Diyarbakır’daki yapılar olası bir depreme hazır mı?
Diyarbakır’daki var olan eski yapıların olası bir depreme hazır olmadığını kaydeden Yrd. Doç. Dr. M. Şefik İmamoğlu şunları söyledi;
“Dar sokakları ve birbirine bitişik evlerin olduğu mahallelerde depremde kurtarma ekipleri çok zorlanır. Doksanlı yılların başında köylerin boşalması ve Diyarbakır’da hızlı bir göçün oluşması sonucunda doğru mühendislik hizmeti görmemiş, dünya kadar bina yapıldı. Özellikle bağların ve şehitliğin bir tarafında.
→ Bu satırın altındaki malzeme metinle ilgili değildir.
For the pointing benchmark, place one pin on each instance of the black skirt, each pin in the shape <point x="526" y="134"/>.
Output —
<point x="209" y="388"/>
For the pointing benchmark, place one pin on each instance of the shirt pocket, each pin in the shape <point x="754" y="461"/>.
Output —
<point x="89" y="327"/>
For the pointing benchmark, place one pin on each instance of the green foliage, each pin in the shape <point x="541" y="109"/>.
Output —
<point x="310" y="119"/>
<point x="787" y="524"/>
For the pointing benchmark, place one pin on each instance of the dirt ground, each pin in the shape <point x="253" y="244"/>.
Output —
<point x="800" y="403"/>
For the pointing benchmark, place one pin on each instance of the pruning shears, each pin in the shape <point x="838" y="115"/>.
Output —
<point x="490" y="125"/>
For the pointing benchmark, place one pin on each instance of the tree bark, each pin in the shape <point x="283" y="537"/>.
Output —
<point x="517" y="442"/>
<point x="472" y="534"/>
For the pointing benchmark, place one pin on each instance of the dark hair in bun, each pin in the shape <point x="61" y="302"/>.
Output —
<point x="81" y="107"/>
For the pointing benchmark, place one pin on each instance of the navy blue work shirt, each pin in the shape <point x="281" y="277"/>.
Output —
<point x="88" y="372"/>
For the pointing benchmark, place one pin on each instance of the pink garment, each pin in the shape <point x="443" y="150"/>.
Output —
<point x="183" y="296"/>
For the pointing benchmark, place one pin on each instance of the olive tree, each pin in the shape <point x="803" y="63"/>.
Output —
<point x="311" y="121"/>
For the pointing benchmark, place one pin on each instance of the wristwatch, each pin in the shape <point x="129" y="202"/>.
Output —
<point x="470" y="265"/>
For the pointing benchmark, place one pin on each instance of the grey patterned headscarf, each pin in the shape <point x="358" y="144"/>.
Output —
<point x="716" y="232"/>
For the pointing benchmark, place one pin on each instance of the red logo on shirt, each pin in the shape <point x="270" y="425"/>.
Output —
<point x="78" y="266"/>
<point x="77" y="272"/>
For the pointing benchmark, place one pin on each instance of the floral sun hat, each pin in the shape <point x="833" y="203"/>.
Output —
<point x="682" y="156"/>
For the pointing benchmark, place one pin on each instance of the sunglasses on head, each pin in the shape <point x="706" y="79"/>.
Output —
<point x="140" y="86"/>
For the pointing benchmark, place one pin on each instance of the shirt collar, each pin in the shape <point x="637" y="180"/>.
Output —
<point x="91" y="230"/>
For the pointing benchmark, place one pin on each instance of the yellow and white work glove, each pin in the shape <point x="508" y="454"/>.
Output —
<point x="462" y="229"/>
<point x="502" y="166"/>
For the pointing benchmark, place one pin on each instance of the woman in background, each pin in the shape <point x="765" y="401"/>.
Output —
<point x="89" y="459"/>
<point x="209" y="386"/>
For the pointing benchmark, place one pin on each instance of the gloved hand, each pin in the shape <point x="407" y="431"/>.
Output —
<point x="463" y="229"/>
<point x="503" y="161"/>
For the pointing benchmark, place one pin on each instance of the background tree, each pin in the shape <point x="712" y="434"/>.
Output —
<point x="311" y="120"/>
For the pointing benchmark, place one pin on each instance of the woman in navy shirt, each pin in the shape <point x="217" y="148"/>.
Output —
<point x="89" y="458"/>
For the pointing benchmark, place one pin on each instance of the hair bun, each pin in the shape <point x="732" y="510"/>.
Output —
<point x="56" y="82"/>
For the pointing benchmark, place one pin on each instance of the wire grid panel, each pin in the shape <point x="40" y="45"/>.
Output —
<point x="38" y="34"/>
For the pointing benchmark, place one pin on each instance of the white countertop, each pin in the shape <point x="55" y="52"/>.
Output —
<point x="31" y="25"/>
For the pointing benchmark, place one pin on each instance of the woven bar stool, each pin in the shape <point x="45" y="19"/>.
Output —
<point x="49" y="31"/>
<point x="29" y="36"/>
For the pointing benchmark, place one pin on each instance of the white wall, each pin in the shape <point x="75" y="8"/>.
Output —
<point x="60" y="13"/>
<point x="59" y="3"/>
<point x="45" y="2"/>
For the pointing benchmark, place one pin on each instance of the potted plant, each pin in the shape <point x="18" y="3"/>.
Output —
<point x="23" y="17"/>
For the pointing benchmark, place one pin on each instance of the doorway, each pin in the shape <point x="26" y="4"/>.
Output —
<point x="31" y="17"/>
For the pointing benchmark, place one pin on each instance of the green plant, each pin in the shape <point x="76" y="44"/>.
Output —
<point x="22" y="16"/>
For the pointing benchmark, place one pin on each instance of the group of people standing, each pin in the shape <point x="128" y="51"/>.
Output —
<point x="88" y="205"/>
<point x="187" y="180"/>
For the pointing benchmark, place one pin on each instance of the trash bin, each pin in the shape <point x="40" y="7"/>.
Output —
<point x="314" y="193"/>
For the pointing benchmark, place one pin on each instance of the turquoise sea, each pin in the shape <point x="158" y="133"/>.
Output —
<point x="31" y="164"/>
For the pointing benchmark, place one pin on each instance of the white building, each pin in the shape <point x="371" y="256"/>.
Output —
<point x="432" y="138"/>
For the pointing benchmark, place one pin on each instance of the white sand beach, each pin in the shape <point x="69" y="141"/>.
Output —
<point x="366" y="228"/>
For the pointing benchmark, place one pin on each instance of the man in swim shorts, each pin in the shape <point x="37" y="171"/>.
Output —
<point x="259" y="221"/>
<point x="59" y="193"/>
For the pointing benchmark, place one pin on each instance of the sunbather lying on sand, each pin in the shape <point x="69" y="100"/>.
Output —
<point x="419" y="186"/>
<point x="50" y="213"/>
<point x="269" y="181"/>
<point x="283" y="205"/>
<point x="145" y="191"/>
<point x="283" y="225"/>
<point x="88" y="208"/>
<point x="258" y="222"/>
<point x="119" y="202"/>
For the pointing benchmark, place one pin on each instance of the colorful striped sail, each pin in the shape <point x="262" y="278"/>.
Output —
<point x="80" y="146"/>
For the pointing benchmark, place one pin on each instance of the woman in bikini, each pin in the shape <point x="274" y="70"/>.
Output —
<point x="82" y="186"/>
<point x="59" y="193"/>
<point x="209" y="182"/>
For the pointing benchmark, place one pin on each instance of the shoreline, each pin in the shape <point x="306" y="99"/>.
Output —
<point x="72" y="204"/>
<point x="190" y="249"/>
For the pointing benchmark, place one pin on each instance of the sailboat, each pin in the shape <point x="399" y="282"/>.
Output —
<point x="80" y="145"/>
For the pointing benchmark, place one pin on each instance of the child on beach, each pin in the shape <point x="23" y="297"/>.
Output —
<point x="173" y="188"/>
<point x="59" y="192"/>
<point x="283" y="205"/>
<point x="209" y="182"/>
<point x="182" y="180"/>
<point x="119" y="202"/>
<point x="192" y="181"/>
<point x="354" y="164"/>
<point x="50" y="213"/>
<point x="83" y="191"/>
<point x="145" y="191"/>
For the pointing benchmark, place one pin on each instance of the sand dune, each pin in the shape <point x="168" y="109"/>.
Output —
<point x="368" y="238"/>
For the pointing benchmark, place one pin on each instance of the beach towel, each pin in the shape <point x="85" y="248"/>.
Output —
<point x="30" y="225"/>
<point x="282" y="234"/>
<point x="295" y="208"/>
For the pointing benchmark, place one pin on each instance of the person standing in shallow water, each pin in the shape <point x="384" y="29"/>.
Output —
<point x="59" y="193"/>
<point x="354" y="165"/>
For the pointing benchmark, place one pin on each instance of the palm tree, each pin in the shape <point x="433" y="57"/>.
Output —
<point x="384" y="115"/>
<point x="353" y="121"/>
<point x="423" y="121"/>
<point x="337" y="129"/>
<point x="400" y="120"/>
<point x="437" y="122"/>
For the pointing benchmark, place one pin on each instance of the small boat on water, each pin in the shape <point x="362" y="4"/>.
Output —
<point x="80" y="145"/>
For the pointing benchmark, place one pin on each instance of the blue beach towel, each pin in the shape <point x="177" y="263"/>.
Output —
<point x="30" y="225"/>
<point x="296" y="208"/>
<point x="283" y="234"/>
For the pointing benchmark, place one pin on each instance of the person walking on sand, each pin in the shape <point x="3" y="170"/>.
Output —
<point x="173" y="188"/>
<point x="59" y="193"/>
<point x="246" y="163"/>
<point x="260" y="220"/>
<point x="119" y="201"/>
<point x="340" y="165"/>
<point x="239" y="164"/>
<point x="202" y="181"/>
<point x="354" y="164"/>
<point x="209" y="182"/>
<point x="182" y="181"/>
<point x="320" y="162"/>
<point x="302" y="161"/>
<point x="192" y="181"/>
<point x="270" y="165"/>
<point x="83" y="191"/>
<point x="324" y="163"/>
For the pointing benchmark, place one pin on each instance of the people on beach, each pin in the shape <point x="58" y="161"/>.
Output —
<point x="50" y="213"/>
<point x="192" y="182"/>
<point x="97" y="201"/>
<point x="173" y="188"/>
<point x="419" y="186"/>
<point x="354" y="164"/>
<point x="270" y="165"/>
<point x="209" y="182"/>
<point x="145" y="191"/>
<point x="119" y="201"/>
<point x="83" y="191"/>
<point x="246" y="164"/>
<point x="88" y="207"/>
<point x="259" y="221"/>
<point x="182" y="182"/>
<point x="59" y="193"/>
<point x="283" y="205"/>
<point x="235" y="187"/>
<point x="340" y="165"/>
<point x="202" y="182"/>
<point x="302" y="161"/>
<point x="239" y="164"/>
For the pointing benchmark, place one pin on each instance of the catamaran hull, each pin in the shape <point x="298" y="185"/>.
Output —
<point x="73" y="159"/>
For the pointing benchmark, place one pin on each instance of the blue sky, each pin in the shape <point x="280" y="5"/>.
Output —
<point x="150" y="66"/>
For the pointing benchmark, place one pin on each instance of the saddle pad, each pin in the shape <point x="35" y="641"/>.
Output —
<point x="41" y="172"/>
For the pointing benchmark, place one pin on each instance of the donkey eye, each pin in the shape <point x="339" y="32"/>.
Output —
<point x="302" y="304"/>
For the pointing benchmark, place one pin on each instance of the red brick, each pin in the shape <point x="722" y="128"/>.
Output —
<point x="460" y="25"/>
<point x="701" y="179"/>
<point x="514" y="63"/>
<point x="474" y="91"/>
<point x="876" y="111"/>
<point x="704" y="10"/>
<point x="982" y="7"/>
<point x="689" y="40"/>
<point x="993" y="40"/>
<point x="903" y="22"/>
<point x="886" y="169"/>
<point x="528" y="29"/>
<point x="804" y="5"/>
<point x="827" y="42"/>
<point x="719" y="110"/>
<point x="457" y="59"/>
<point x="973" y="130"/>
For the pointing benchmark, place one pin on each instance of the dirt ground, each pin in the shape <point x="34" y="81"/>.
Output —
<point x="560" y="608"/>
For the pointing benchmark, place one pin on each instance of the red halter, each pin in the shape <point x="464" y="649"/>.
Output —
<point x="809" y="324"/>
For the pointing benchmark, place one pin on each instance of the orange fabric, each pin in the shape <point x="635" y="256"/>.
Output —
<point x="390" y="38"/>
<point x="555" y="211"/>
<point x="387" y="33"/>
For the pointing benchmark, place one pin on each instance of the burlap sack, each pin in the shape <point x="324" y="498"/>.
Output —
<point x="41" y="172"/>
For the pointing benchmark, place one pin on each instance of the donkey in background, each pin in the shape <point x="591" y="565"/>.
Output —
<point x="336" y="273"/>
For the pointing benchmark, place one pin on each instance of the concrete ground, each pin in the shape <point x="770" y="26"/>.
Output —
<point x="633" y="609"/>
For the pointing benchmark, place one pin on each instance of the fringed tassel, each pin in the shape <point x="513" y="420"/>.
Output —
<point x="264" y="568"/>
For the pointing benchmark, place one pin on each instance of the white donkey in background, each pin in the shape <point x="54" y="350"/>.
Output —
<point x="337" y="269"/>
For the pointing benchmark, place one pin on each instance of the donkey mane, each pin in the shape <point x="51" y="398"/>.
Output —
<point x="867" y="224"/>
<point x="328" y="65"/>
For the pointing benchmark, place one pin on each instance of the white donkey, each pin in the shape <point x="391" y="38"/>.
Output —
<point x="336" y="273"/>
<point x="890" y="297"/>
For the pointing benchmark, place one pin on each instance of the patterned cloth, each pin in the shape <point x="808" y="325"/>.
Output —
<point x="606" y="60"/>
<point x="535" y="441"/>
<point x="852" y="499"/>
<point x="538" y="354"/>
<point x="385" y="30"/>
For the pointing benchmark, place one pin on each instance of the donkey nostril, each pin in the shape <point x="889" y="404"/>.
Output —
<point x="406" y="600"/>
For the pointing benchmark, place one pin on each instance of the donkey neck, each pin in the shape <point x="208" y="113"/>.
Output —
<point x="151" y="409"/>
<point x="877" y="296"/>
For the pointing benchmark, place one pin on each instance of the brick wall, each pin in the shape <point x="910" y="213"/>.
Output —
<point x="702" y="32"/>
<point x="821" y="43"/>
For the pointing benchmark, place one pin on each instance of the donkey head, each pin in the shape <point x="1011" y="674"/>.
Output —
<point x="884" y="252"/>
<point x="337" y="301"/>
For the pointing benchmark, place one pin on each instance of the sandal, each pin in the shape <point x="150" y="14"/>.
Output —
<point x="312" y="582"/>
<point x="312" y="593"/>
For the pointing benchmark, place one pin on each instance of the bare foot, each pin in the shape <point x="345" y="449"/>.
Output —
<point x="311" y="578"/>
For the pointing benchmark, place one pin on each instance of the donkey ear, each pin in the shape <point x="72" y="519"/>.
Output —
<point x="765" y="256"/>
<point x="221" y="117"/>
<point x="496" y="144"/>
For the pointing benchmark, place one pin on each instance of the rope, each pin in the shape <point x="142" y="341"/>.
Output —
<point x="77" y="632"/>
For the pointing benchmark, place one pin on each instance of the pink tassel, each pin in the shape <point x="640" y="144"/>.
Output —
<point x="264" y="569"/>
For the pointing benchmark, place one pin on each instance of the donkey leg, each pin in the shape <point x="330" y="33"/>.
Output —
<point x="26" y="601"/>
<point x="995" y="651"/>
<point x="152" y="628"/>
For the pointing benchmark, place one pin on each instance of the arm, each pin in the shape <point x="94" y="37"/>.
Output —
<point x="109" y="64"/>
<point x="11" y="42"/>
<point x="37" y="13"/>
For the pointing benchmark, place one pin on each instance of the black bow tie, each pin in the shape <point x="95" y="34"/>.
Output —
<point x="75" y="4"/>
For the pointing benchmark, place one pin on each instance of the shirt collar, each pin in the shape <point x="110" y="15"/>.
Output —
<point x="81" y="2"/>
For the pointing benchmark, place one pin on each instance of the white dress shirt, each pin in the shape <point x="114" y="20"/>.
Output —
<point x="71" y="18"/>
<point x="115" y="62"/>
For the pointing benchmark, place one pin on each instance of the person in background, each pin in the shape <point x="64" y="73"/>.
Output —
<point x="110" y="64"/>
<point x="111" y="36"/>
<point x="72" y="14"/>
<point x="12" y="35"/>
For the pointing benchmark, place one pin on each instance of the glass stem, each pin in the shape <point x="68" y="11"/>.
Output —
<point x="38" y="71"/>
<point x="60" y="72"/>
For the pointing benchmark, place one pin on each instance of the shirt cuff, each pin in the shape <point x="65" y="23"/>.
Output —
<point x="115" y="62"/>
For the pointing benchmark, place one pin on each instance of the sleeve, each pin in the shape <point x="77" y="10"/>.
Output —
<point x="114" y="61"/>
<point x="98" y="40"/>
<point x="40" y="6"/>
Üniversitemizin, Bağlar tarafında yaklaşık on mahallede yapmış olduğu çalışmalarda, çoğu binalarda sıkıntı var. Öyle bir şekilde birbirine yakın yapmışlar ki; bir binadan öbür bir binaya merdiven koyarak rahatlıkla atlayabiliyorsun. Öyle olduğu zaman sıkıntı yaratıyor.” Yeni yapıların nispeten daha iyi olduğunu söyleyen İmamoğlu, yeni yapılan binaların eskilere göre daha iyi olduğunu, evlerin birbirinden daha uzak olduğunu belirtti. İmamoğlu, “Birbirine çok yakın olan yapılar deprem sırasında s dalgası sırasında; (üsteki yüksek) binalar birbirine yaklaşır ve birbirinden ayrılır. Yaklaşma esnasında belli bir uzaklık yoksa üst tarafları bir birine çarpacağı için binada ciddi bir sıkıntı oluşturur. Bunun için Diyarbakır çevresinde olası bir deprem, Diyarbakır’ı etkilenir mi? Dediğimizde evet etkiler ama sağlıklı yapılan hiçbir binayı etkilemez” dedi
‘Bizim yaptırım yetkimiz yok’
Bu konuda herhangi bir önlem alınmadığının altını çizen İmamoğlu sözlerini şu şekilde tamamladı;
“Bizim yaptırım yetkimiz yok. Önlem alınması adına bölgedeki depremsellik durumunu gereken yerlere bildiririz. Hem üniversite olarak hem de jeoloji mühendisler odası olarak belediyelerle anlaşmalar yapıyoruz. Gidip belediyelere diyoruz ki, halk yararına gönüllü olarak buranın durumu hakkında size bilgi verebiliriz. Danışmanlık yapabiliriz. Ama bunu kontrol eden, eskiden belediyeydi. Şuanda ise Çevre ve Şehircilik İl Müdürü’ dür. Çevre ve Şehircilik Müdürlüğü’nün binaların sağlıklı yapılıp yapılmadığını, projelerin durumunu onların kontrol etmesi lazım."